Au titre des causes techniques du sinistre, l’expert judiciaire mentionne en outre, en plus du sous-dimensionnement de la pompe de relevage fournie et posée par la société Afluxa, une non-conformité des puits d’infiltration au DTU 64.1, cette dernière cause étant qualifiée de secondaire.
Contrairement à ce qu’a retenu le tribunal, le devis de la société DM [F] du 3 juin 2011 mettait bien à la charge de cette dernière des travaux de « terrassement de puits perdu, drainants et géo textile » pour deux unités, ce qui correspond à la réalisation de deux puits perdus.
Toutefois, dans la mesure où il a été jugé que la société Axa France IARD n’était pas tenue à garantie dès lors qu’elle n’assurait plus la société DM [F] à la date de la déclaration d’ouverture du chantier, l’appel en garantie formé par la société MMA IARD à l’encontre de la société Axa France IARD ne peut prospérer.
Sur les frais de justice
Le jugement entrepris mérite confirmation en ce qu’il a statué sur les dépens de première instance et les demandes présentées au titre des frais irrépétibles.
La société [N] [T], qui succombe en son recours, qu’elle a dirigé à l’encontre de l’ensemble des parties présentes en première instance, sera condamnée aux entiers dépens de la procédure d’appel.

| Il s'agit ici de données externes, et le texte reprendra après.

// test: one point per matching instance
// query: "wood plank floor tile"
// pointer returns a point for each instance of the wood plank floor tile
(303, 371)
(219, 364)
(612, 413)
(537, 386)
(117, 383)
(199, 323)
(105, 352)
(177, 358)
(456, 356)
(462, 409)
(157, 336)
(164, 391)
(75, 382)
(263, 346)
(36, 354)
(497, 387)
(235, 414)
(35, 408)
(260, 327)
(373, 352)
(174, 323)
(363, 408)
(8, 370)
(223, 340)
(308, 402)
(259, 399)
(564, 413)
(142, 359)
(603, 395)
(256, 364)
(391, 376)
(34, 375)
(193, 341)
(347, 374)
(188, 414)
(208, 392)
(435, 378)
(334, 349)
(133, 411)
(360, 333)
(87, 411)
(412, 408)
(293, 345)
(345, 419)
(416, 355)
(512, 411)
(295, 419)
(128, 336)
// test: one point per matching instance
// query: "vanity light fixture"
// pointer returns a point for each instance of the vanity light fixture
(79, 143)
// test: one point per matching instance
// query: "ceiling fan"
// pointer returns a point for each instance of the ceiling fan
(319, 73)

Les circonstances de la présente affaire justifient de ne pas faire application des dispositions du code de procédure civile en cause d’appel.
PAR CES MOTIFS
La cour, statuant publiquement, par une décision contradictoire :
— Déclare la société [N] [T] irrecevable en sa demande tendant à voir condamner in solidum la société [X] et son assureur, la société MMA IARD, à indemniser la totalité des préjudices subis par M. et Mme [C] au titre des travaux de reprise du désordre n°1 affectant le mur de soutènement ;
— Rejette la demande de M. [I] [B] et de la SASU [I] [B] tendant à la mise hors de cause de M. [I] [B] à titre personnel ;
— Confirme le jugement du 30 janvier 2024 en toutes ses dispositions critiquées ;
Y ajoutant :
— Dit que la société MMA IARD, en sa qualité d’assureur de responsabilité civile contractuelle de la société [X], est fondée à opposer à M. et Mme [C], au titre de la réparation du désordre n°3, sa franchise contractuelle d’un montant de 3 036,38 euros;
— Rejette les demandes présentées par M. [I] [B] et la SASU [I] [B] à l’encontre de société [Localité 1] Assurances ;
— Rejette les demandes présentées par M. [I] [B] et la SASU [I] [B] à l’encontre de la société MMA IARD, prise en sa qualité d’assureur de la société [X];
— Condamne la société [N] [T] aux dépens de la procédure d’appel ;
— Admet les avocats qui en ont fait la demande au bénéfice des dispositions de l’article 699 du code de procédure civile ;
— Rejette les demandes présentées par les parties sur le fondement des dispositions de l’article 700 du code de procédure civile.